Puso la mano sobre la cabeza de Gimli, y el Enano alzó los ojos y de pronto se rió.
—¡Gandalf! —dijo—. ¡Pero ahora estás todo vestido de blanco!
—Sí, soy blanco ahora —dijo Gandalf—. En verdad soySaruman, podría decirse. Saruman como él tendría que haber sido. Pero, ¡contadme vosotros!

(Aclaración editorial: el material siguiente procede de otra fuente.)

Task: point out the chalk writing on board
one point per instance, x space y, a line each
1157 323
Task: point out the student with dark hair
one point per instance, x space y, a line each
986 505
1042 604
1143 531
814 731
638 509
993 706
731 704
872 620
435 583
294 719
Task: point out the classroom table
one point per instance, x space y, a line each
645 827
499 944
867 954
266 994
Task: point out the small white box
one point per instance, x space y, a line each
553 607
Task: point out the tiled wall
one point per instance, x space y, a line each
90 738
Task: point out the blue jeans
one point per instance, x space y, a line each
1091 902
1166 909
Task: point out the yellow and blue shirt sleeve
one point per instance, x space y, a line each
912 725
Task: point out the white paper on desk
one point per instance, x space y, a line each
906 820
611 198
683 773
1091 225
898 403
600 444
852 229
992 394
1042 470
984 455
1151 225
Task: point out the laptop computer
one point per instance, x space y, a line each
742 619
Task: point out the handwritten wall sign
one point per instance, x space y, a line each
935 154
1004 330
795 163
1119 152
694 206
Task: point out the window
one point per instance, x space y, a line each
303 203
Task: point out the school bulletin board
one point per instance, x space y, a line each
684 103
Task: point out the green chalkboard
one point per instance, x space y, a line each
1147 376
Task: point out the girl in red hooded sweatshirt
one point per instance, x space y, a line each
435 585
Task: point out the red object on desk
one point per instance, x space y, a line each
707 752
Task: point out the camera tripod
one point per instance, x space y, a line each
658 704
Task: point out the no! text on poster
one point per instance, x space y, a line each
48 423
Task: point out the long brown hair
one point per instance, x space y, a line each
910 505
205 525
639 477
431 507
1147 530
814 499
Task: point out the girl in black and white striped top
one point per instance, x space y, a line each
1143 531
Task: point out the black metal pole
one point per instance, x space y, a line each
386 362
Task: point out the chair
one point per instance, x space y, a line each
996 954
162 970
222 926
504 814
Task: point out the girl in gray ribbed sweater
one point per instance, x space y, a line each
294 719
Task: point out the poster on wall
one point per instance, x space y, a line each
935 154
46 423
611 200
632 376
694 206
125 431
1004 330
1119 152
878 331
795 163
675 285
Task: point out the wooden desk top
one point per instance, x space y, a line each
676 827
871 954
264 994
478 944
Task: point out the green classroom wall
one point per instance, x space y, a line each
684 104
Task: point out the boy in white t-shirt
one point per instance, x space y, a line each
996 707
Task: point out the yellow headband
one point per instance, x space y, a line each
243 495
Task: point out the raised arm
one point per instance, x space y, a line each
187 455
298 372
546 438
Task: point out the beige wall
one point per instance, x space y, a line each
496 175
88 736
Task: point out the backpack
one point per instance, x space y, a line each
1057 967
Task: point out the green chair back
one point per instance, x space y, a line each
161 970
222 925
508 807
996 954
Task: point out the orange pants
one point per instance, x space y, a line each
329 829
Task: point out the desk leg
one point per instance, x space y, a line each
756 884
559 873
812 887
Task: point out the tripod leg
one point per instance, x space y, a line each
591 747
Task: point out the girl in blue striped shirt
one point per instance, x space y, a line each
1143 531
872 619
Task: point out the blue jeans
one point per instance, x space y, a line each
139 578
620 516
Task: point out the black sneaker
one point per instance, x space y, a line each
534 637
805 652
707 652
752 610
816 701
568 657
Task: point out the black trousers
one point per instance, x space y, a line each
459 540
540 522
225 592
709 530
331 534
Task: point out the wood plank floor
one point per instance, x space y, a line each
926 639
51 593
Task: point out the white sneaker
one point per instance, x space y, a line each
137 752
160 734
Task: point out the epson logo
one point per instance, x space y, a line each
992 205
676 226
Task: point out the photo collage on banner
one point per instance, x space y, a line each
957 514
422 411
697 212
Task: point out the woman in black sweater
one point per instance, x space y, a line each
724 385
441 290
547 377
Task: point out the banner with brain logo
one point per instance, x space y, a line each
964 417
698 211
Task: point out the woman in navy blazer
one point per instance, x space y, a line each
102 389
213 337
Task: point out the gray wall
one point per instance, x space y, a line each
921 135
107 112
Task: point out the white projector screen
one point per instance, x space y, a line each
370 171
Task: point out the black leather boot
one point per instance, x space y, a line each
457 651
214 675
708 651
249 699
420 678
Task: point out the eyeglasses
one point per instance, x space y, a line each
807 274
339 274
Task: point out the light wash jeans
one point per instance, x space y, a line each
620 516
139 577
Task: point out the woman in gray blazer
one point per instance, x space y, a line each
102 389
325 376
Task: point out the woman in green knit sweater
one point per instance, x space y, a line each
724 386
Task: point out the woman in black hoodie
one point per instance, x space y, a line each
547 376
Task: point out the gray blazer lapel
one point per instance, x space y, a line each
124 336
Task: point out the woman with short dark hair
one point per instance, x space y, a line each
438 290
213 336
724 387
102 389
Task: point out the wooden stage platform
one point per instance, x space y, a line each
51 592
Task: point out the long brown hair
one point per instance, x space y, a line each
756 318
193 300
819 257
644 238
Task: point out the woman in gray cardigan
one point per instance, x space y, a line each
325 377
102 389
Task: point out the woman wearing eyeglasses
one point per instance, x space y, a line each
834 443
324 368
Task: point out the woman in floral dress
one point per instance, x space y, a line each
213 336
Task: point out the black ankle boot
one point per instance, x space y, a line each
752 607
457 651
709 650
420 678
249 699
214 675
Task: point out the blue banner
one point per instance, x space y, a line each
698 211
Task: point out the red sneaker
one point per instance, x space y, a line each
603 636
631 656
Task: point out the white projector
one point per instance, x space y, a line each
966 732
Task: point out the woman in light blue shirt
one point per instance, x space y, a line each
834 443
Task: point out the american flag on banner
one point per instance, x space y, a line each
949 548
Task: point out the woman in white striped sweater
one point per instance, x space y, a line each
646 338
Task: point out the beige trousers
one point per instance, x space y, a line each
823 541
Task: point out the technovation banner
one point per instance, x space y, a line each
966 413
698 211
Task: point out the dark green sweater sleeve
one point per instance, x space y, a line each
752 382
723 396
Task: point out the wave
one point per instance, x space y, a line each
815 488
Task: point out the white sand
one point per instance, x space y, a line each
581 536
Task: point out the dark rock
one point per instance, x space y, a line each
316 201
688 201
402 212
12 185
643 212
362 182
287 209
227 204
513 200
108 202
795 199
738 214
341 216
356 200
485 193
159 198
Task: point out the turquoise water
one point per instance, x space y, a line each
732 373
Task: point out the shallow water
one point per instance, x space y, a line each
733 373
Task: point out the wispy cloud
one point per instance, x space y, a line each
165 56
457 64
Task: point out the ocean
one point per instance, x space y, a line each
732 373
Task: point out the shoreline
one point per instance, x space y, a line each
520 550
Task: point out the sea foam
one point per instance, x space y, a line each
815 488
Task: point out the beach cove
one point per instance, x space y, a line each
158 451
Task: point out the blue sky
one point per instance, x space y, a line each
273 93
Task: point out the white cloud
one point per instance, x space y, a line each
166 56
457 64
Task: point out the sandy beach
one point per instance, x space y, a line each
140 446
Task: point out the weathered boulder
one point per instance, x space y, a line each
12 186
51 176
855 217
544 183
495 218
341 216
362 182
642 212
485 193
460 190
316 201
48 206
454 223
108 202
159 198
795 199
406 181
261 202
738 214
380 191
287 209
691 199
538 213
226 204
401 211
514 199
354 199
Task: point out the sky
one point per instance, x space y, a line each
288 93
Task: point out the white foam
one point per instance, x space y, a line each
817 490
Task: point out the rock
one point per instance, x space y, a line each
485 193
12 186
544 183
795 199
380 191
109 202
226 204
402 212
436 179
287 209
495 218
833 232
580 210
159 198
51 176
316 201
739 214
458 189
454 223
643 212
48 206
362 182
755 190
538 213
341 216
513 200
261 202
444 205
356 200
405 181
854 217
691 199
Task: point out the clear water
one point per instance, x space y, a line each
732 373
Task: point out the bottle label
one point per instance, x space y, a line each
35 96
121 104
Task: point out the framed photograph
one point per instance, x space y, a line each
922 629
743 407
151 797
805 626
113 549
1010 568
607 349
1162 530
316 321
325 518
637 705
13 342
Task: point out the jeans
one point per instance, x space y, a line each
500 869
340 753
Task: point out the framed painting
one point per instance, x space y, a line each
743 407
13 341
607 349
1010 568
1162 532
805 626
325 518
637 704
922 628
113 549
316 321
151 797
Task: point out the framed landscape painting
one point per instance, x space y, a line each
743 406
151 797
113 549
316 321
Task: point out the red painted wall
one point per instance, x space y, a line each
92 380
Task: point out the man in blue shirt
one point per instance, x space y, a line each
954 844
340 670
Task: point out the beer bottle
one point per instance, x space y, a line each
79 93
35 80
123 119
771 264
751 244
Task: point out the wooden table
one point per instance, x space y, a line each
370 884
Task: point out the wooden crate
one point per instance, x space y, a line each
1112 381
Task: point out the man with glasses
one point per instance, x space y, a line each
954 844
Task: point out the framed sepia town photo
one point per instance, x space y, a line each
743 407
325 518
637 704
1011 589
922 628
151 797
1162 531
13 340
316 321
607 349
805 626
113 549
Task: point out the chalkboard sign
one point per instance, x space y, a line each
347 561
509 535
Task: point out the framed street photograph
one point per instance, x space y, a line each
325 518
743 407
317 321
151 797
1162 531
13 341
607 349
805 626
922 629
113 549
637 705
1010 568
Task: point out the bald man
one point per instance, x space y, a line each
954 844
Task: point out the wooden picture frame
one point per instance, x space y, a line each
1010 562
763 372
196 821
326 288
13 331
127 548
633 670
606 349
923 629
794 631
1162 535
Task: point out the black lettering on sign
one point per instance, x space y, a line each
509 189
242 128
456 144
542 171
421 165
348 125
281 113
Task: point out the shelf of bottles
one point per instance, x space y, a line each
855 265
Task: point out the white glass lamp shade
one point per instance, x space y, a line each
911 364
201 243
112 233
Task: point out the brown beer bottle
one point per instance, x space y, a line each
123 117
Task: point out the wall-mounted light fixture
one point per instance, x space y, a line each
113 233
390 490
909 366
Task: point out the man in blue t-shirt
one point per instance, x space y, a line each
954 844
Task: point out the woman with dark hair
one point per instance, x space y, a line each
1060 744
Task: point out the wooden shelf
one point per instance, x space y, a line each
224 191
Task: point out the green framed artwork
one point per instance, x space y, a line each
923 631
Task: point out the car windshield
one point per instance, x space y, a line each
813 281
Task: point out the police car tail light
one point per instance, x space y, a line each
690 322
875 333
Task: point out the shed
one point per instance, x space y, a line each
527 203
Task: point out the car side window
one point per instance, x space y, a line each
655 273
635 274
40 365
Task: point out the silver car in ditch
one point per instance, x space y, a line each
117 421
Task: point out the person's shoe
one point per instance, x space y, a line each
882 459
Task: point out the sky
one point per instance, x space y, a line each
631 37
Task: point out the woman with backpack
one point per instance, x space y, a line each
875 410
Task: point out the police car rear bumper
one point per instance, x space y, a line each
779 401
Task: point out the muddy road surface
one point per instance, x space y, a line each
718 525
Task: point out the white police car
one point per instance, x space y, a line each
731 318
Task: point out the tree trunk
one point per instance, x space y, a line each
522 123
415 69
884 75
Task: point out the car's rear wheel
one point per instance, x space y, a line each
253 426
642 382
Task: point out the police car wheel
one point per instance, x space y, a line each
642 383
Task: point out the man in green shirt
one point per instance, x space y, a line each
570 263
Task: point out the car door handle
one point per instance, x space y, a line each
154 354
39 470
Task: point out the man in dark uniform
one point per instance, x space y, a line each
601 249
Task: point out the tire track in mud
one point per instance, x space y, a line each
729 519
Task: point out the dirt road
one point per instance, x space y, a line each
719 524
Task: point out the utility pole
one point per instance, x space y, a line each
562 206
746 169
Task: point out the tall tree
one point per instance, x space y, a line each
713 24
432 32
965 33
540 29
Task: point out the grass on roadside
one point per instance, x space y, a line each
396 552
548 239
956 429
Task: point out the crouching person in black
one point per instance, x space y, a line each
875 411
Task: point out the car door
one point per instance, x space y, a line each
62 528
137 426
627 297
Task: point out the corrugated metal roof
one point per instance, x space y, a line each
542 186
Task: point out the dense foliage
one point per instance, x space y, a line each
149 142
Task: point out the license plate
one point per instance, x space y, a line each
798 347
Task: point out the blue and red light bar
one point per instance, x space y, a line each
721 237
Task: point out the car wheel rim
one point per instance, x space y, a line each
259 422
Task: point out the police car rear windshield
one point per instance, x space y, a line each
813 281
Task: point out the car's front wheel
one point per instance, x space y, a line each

He pasado por el fuego y por el agua profunda desde que nos vimos la última vez. He olvidado buena parte de lo que creía saber, y he aprendido muchas cosas que había olvidado. Ahora veo cosas muy lejanas, pero muchas otras que están al alcance de la mano no puedo verlas. ¡Habladme de vosotros!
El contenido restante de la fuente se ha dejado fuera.